With uniquely adapted double-jointed knees that allows it to search for prey inside deep holes and cracks, the African Harrier-Hawk or Gymnogene is a formidable predator of reptiles, small mammals (like bats) and birds, captured in flight or even snatched from inside their nests (which goes for the eggs and nestlings too) or hiding places. Another intriguing feature of Gymnogenes are that they can “blush” – the skin on their faces, normally yellow in colour, flushes bright red when the bird is agitated and turns pinkish in the breeding season. It is a medium-sized raptor, weighing about 750g and measuring about 65cm in length.
African Harrier-Hawks inhabit forests, dense woodlands, ravines, riverine thickets and savannas, often in close association with hilly or mountainous terrain, and are usually seen singly or in monogamous, territorial pairs. They breed in early summer, when they build their stick nests in tall trees and palms. Clutches contain 1-3 eggs and are incubated by the female over a 5 week period. The first hatched chick often kills younger siblings. The chicks fledge when they’re about two months old and don’t stay with the parents for much longer after that, perhaps two weeks at most.

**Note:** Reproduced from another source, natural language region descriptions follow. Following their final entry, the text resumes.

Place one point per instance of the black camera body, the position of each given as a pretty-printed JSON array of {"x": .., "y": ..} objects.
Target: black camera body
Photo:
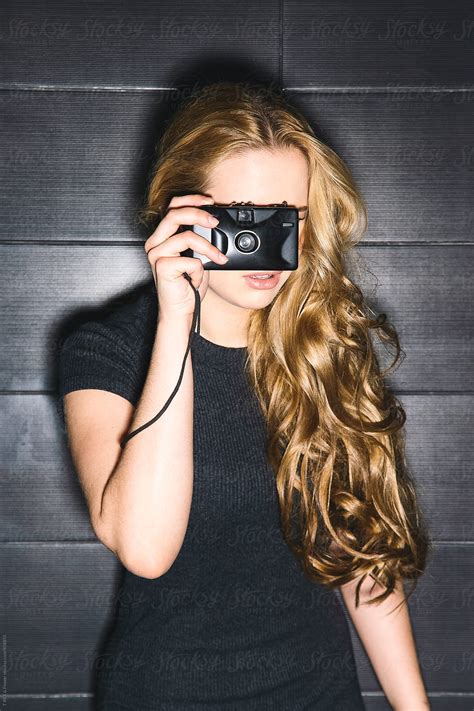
[{"x": 251, "y": 237}]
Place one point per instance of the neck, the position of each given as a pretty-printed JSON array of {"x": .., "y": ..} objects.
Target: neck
[{"x": 223, "y": 323}]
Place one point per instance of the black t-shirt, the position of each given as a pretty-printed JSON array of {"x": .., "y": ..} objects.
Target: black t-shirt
[{"x": 234, "y": 623}]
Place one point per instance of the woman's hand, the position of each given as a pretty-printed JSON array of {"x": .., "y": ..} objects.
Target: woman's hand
[{"x": 175, "y": 295}]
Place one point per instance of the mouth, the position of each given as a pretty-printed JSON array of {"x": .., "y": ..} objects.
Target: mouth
[
  {"x": 262, "y": 280},
  {"x": 261, "y": 274}
]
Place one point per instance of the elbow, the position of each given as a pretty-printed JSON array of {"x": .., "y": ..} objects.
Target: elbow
[
  {"x": 141, "y": 567},
  {"x": 139, "y": 560}
]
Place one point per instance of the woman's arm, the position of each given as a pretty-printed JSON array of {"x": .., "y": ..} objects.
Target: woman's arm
[
  {"x": 146, "y": 501},
  {"x": 389, "y": 643}
]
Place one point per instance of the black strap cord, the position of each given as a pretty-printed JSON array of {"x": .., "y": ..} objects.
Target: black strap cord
[{"x": 195, "y": 327}]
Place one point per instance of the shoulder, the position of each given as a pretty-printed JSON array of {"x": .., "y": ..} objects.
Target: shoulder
[{"x": 110, "y": 351}]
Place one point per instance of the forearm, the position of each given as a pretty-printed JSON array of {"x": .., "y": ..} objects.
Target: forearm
[
  {"x": 389, "y": 643},
  {"x": 147, "y": 499}
]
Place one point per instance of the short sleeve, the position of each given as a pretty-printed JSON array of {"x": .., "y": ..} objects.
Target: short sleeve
[{"x": 109, "y": 354}]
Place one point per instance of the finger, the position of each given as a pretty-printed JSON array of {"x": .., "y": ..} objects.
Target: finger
[
  {"x": 173, "y": 219},
  {"x": 194, "y": 199},
  {"x": 183, "y": 240}
]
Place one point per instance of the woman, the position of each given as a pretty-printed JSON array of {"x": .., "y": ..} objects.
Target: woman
[{"x": 277, "y": 473}]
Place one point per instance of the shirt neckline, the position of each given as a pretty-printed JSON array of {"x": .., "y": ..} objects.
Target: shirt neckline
[{"x": 216, "y": 355}]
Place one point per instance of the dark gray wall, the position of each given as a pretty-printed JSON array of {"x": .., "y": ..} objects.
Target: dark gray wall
[{"x": 85, "y": 89}]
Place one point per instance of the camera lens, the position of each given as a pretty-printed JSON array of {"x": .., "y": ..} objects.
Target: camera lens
[{"x": 246, "y": 242}]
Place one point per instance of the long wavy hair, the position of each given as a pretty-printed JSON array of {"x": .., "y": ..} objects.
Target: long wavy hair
[{"x": 335, "y": 431}]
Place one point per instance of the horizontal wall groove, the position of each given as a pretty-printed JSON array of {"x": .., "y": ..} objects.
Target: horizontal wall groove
[
  {"x": 140, "y": 243},
  {"x": 19, "y": 86},
  {"x": 92, "y": 542},
  {"x": 376, "y": 694},
  {"x": 424, "y": 393}
]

Found over most of South Africa with the exception of the largely treeless central and western parts, the Gymnogene is being seen in increasing numbers in our towns and cities where buildings, well-planted gardens and exotic plantations offers excellent breeding and hunting habitat. It is also known from most of the rest of sub-Saharan Africa. The IUCN considers the species as being of least concern with a stable population.
On our recent visit to the Dullstroom Bird of Prey and Rehabilitation Centre we were treated, amongst others, to a wonderful encounter with Chewy, one of the African Harrier-Hawks that find shelter at the centre.